I was once at a point in life where I figured I was way past caring for anyone. Having been hurt, abandoned and abused by those whom I let in – I just decided, it wasn’t worth it.
Self-protection – as Isaiah puts it – is like a self-made flame in the darkness. Living on my own capabilities (self-sufficiency) made me feel ‘safe’ and ‘untouchable’. But that ‘safety’ was a two-edged sword… I also became ‘inaccessible’ and isolated.
Loneliness gnaws at one’s soul slowly… penetrating through skin, through flesh and finally settles in one’s own bones. Long after the scars have healed, long after the bruises fade – it haunts. If you’re lucky, you learn how to drown it out — making sure you’re ‘pre-occupied’ and ‘moving’. But sooner or later, you find yourself in the folds of its embrace.
Time and time again, even though I knew the consequence of keeping away from people – I decided to wade in the shallows – relationship-wise. No one really knew me – so I was never really hurt but I also often wondered whether I was ever truly loved.
At first you decide to protect yourself from others… Then, you begin to do it unconsciously and finally, you find that you have forgotten how to let anyone in. You have dug your own grave. Written your own epitaph. You can’t help anyone, you can’t even help yourself.

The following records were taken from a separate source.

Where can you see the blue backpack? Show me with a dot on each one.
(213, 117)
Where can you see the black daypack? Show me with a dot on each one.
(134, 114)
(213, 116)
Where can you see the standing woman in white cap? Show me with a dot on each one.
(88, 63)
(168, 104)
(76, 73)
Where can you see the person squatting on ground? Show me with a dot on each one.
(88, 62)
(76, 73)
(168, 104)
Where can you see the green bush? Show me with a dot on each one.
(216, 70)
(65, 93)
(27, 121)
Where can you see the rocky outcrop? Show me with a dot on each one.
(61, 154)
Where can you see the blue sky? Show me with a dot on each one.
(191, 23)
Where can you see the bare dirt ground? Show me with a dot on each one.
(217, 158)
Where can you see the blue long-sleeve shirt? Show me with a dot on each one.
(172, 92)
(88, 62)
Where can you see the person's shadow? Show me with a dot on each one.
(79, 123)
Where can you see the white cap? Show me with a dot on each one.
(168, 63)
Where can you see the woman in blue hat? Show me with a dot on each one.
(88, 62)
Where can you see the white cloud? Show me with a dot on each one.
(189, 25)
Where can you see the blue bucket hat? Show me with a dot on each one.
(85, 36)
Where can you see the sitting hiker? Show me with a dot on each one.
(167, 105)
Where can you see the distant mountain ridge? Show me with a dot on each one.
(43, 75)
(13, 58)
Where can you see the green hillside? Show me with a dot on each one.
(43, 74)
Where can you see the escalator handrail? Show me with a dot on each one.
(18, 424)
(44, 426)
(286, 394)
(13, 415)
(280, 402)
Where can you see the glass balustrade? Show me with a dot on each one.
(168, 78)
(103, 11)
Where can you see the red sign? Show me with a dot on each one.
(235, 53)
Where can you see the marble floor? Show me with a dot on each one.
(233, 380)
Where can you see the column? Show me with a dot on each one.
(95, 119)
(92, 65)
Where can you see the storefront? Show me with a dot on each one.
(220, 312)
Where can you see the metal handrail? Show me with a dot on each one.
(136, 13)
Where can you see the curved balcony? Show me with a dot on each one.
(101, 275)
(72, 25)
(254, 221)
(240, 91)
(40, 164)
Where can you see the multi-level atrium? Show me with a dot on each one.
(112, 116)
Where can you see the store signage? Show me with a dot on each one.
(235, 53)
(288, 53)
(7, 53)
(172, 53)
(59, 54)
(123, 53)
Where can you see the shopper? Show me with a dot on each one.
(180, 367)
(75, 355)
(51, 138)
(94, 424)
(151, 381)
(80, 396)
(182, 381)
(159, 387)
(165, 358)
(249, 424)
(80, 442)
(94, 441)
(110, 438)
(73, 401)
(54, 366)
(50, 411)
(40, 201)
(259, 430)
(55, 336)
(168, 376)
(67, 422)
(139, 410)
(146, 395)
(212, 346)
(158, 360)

So, instead of acting on your convictions, you abstain; instead of speaking up, you keep quiet.
But I know now… that that is not love.
I’m still scared of people. Afraid that if they see my weaknesses and my failures (who I really am) – they won’t like me as much. I’m afraid of being abandoned, worse, being replaced… because if I don’t ‘do’ – will I have a place to stay?
I now recognize this way of thinking as merely the echoes of the world’s desperate plea.

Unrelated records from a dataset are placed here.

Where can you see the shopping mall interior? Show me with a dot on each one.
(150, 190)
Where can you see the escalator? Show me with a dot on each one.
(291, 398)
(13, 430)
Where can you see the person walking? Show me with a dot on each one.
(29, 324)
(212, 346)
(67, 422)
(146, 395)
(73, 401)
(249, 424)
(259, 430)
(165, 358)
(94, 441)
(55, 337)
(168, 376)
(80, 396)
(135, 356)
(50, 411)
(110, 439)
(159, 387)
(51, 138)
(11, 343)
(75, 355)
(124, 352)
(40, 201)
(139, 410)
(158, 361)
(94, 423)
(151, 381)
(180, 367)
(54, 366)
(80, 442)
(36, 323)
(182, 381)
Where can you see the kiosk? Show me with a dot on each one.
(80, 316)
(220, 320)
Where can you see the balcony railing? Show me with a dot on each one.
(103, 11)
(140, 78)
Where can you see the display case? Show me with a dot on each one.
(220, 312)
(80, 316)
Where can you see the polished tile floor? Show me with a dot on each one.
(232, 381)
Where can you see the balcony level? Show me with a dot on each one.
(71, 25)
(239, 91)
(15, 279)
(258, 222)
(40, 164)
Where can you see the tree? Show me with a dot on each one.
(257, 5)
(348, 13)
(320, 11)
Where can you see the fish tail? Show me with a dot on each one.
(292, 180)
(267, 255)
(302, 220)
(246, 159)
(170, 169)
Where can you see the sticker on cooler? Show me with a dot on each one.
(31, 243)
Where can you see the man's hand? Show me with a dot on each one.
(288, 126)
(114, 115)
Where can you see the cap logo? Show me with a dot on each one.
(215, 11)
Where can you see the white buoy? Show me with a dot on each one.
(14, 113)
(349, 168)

Jesus had commanded his followers to love and to commune with each other and with Him. To love fiercely and without condition, to love those who are different, to love those who hate us – to love the unlovable. And more importantly to demonstrate that love – to let that love speak for itself. For such is the grace given upon all of us.
“… This is how I know what love is. Though I’m a sinner. Christ laid down his life for me…” – The Vine Band
I feel as if God has given me the conviction and the strength to do what I had never accomplished before.
To dare to love – others… and, little by little, my own self.